Portfile as howto
I had an interesting Apache gdb session recently wherein I discovered that the Apache Portable Runtime (APR) package on one of my clients' shiny new Debian Linux boxes was.... well ... completely borked, causing a segfault for every apache child process. It's my fault for using the testing distribution, but (hey!) the box isn't all that important and it's an excuse to see what's new in Debian-land. However, as I actually do want to serve a web page from this machine, I figured it best not to further trust the package manager to find me non-broken software. I decided to download APR and friends + apache and compile it myself. The last time I did anything like this, I used MacPorts (then darwinports) to compile and install apache on my mac at home, a very "batteries included" affair as MacPorts selects a good set of default options for me. After some attempts to grok the various configuration options for Apache, I decided that I really just wanted the same options I have installed on the MacPorts+OSX box at home. Enter MacPorts happily human readable portfiles.
In the MacPorts portfile for apache we find the configure.args line.

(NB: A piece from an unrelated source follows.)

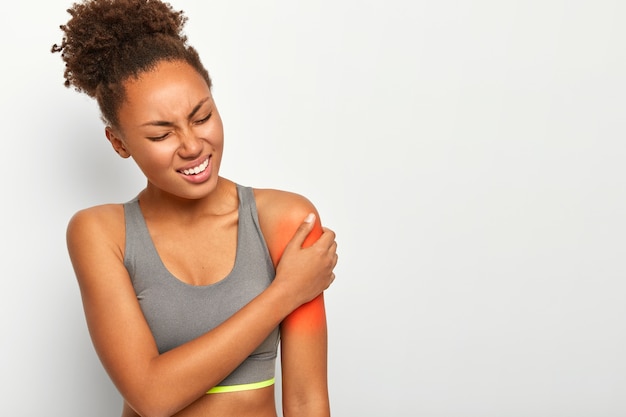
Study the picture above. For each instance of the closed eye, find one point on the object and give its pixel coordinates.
(158, 138)
(206, 119)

configure.args --with-apr=${prefix}/bin/apr-1-config --with-apr-util=${prefix}/bin/apu-1-config --libdir=${prefix}/lib --with-expat=${prefix} --with-pcre=${prefix} --mandir=${prefix}/share/man --enable-mods-shared=all --enable-ssl --with-ssl=${prefix} --enable-deflate --enable-proxy --enable-proxy-connect --enable-proxy-http --enable-proxy-ftp
All that was necessary was to make the prefix variable point to where I wanted to install apache, drop in the args above for the ./configure script, and everything compiled without a hitch. I did already have the various other dependencies (ssl, etc.) installed on my system from the aborted attempts at installing the Apache2 package, so there were no surprises from missing libraries. Editing the (happily very clear and atomic) default apache configuration files a little brought me to the necessary service configuration very quickly. Now I have virtual hosting, mod_rewrite (to send all requests on port 80 to the https port), and some other nice features running on the very latest stable Apache2.